Homenagem atrapalhada
Tendo amanhecido hoje com a notícia da morte de Nuno Júdice, achei por bem dedicar-lhe um in memoriam atabalhoado, deixando as homenagens condignas a quem de maior talento e conhecimento.
Tive o privilégio de me cruzar com Nuno Júdice no papel de arguente quando apresentei à FLUP a minha dissertação de mestrado, nascia o ano pouco grato de 2010. Verdade seja dita, foi um privilégio que teria dispensado, porque tudo o que tinha a dizer, passados 3 anos e 150 páginas a espreitar para debaixo da saia dos anjos, foi que não lhes lobrigava o sexo. Não havia forma mais extensa ou elaborada de o transmitir por palavras, por isso creio ter tido nessa tarde uma das poucas experiências extracorpóreas por que passei na vida, em que deixei o corpo transpirar aflição e me dissociei daquele embaraço pantanoso de que não tinha como sumir.

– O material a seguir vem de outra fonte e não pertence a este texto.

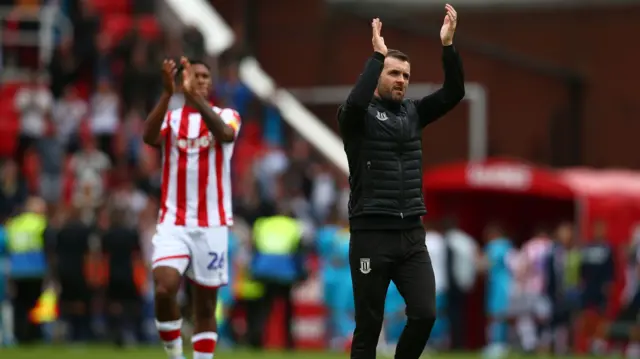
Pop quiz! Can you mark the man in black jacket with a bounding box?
[338,5,464,359]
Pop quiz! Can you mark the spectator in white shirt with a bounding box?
[89,78,120,158]
[444,217,480,350]
[52,85,88,152]
[70,138,111,206]
[15,72,53,162]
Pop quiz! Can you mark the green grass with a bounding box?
[0,346,596,359]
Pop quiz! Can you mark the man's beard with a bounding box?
[378,90,404,103]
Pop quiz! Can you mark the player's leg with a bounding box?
[186,227,229,359]
[513,293,538,353]
[349,230,392,359]
[152,225,190,359]
[391,228,436,359]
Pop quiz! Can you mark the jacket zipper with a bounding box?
[398,116,404,218]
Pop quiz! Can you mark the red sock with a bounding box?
[191,332,218,359]
[156,319,183,359]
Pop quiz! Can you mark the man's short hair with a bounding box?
[176,59,211,79]
[387,49,411,62]
[189,59,211,71]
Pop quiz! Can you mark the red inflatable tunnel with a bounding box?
[424,158,575,348]
[424,158,640,348]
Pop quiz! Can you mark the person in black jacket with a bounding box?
[338,4,465,359]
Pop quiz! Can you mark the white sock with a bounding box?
[553,326,569,355]
[626,342,640,359]
[156,319,184,359]
[591,338,607,355]
[191,332,218,359]
[517,316,538,351]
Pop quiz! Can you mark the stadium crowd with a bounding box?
[0,1,640,357]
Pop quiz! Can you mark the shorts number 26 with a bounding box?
[207,252,224,270]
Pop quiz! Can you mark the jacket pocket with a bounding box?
[362,160,373,198]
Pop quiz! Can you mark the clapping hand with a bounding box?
[162,60,177,95]
[440,4,458,46]
[371,18,387,56]
[180,56,196,94]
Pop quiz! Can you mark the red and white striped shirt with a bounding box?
[516,237,553,294]
[158,106,240,227]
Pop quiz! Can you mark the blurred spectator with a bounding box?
[5,197,48,343]
[53,207,92,342]
[69,137,111,221]
[443,216,480,350]
[254,146,293,201]
[424,221,449,349]
[119,108,145,166]
[53,85,88,152]
[89,78,120,160]
[0,226,8,348]
[311,163,338,222]
[71,0,100,75]
[37,114,65,203]
[102,202,142,345]
[251,202,306,349]
[121,41,160,112]
[216,62,253,118]
[545,223,573,355]
[111,180,148,226]
[182,26,206,59]
[15,72,53,163]
[48,37,78,98]
[0,160,28,222]
[579,220,615,354]
[94,33,112,79]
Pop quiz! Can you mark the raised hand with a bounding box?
[162,59,178,95]
[371,18,387,56]
[440,4,458,46]
[180,56,195,93]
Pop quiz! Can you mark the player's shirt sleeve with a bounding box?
[160,111,172,140]
[220,108,242,138]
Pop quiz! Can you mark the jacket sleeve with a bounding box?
[338,52,384,136]
[414,45,465,128]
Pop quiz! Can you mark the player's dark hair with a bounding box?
[176,59,211,80]
[387,49,411,62]
[189,59,211,71]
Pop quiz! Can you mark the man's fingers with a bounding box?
[444,4,458,21]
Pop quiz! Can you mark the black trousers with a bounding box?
[349,228,436,359]
[13,278,42,344]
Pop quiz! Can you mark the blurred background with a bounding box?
[0,0,640,358]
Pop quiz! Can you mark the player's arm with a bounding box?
[185,93,236,142]
[338,19,387,134]
[142,60,177,147]
[414,4,465,127]
[181,57,236,142]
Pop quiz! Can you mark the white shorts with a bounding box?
[509,293,551,320]
[152,223,229,288]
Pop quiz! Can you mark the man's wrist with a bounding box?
[373,50,387,62]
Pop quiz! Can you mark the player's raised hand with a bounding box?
[180,56,195,93]
[162,59,178,95]
[440,4,458,46]
[371,18,387,56]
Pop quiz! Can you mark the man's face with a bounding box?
[191,64,211,98]
[377,57,411,102]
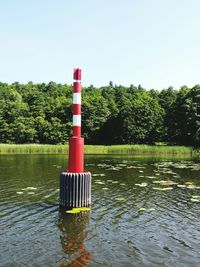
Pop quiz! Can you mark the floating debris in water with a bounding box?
[16,191,24,195]
[153,187,173,191]
[135,183,148,187]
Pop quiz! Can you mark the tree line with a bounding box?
[0,82,200,147]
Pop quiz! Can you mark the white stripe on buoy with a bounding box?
[73,115,81,126]
[73,93,81,104]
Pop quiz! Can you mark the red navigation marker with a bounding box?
[60,68,92,208]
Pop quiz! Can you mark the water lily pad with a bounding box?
[72,207,91,212]
[148,208,156,211]
[66,210,81,214]
[190,198,200,202]
[26,186,37,190]
[153,180,177,185]
[153,187,173,191]
[92,173,105,177]
[95,181,105,184]
[187,184,200,189]
[135,183,148,187]
[115,197,125,200]
[139,208,146,211]
[44,195,50,198]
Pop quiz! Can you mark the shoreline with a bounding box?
[0,144,200,157]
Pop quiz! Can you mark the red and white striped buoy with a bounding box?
[60,68,91,208]
[67,69,84,173]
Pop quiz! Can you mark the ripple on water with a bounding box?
[0,155,200,267]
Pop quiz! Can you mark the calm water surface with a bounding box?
[0,155,200,267]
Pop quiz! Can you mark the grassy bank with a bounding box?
[0,144,200,156]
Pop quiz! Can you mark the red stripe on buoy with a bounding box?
[67,69,84,173]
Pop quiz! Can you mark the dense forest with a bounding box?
[0,82,200,147]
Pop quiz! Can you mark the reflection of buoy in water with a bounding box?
[58,209,92,267]
[60,69,91,208]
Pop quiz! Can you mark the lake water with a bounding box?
[0,155,200,267]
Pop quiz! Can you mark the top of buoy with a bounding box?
[74,68,82,81]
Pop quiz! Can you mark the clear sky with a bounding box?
[0,0,200,89]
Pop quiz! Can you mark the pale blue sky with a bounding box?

Enquanto poeta, não posso dizer que a poesia discursiva de Nuno Júdice me cantasse ao ouvido, que prefere os poemas como os óleos essenciais: simples e concentrados, com um poder maior nas poucas palavras que convocam. Ainda assim, e porque o tema da inspiração foi o pretexto para o nosso breve encontro, deixo abaixo o poema que reproduzi num dos pórticos do meu Todas as Manhãs da Arte. A moral da história foi ter percebido que era feio andar a olhar para as partes privadas dos anjos, com régua e esquadro na mão. Dedico-me desde então a aprender-lhes a língua. Eles chegam-se mais.
Não sei o que é a inspiração. Tenho falado dela,
e sei que os gregos a tomaram como ponto de referência quando,
nas suas poéticas, distinguiram entre a obra humana e o desígnio
divino. Mas esses deuses, que cicatrizavam nas feridas abertas pela
inquietação do homem quanto ao destino, foram desaparecendo, enterrados
sob os escombros das cidades antigas, ou esculpidos no mármore
que serviu de entulho para novas cidades. E a inspiração ficou
reduzida a um alento vago, que nasce da zona obscura do espírito
em que se formam as imagens. Depois, ninguém mais acreditou
na hipótese de um sopro metafísico, como se o poema se fizesse
apenas a partir de palavras ou de ideias, e não houvesse na sua
substância mais profunda uma cintilação que envolve o verso e o
impede de ganhar a ferrugem do tempo.